Tatil için iki aile olarak Bolu’ya gittiklerini anlatan Hilmi Altın, “Biz o otele birinci sefer giderken, iki aile, pusetten beri bir arada büyüyen, birlikte üniversite planları kuran, tıpkı meskende yaşamaya hayali ile büyüyen çocuklarımızın tatil isteklerini yerine getirmek istedik. Lakin bir arada cennete yürüyeceklerini bilemezdik. Kızımızı canından çok seven eşim de asla başka kalamadığı minik kuşunu, son nefesinde dahi bırakmadı. Birlikte gittiğimiz Yalçın ailesinden Atakan Hoca mı ve minik Derin’imi, canım kızım Alya’m ve canım eşim Kübra’m ile birlikte yitirdik. Atakan’ımızın eşi biricik Yaprak ve kızı Defnemiz ise zahmetle kurtularak ailelerine ve bizlere bağışlandı. O gün o odada ve o otelde kendi canları değerine beşerler için koşturan herkesten Allah razı olsun. Çok büyük bir can pazarıydı. Fakat bu bir talihsizlik değildi! göz nazaran göre bir katliam yapıldı. Bizlere o otelde resmen ölümlerden mevt beğen denildi” sözlerini kullandı.
“EŞİMİN VE KIZIMIN CAN BORCU BANA YÜKLENDİ”

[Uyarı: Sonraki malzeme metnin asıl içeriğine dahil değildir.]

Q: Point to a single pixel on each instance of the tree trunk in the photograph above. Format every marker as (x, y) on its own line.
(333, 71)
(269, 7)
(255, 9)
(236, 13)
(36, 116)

Baba Hilmi Altın his dolu kelamlarını şöyle noktaladı:
“Allah bana bir can verdi eşimin ve kızımın Can borcunu bana yükledi. Ben de de bu can hayli sorumluların hak ettiği cezayı alması için var gücümle savaşacağım. Bu noktada devletimize ve adaletimize en ufak yanılgısı olan herkesin cezalandırılacağı konusunda itimadım elbet tamdır. Allah bu acıyı yaşayan herkese sabırlar versin. Yaşatanlar ise Adalet önünde hak ettiği cezaları çeksin. Bizlere bu süreçte takviye olan dünyanın ve vatanımızın dört bir yanından gelen arayan soran dostlarımıza minnettarız. Dualarını esirgemeyen bizimle acı çeken herkesten Allah razı olsun. Dilerim sıralı mevt sözünün kıymetli manasını kimse bir daha emsal bir acıyla anlamak zorunda kalmaz. Umarım yaşanan son acı bizimki olur ve acılar hoş ülkemizde son bulur.”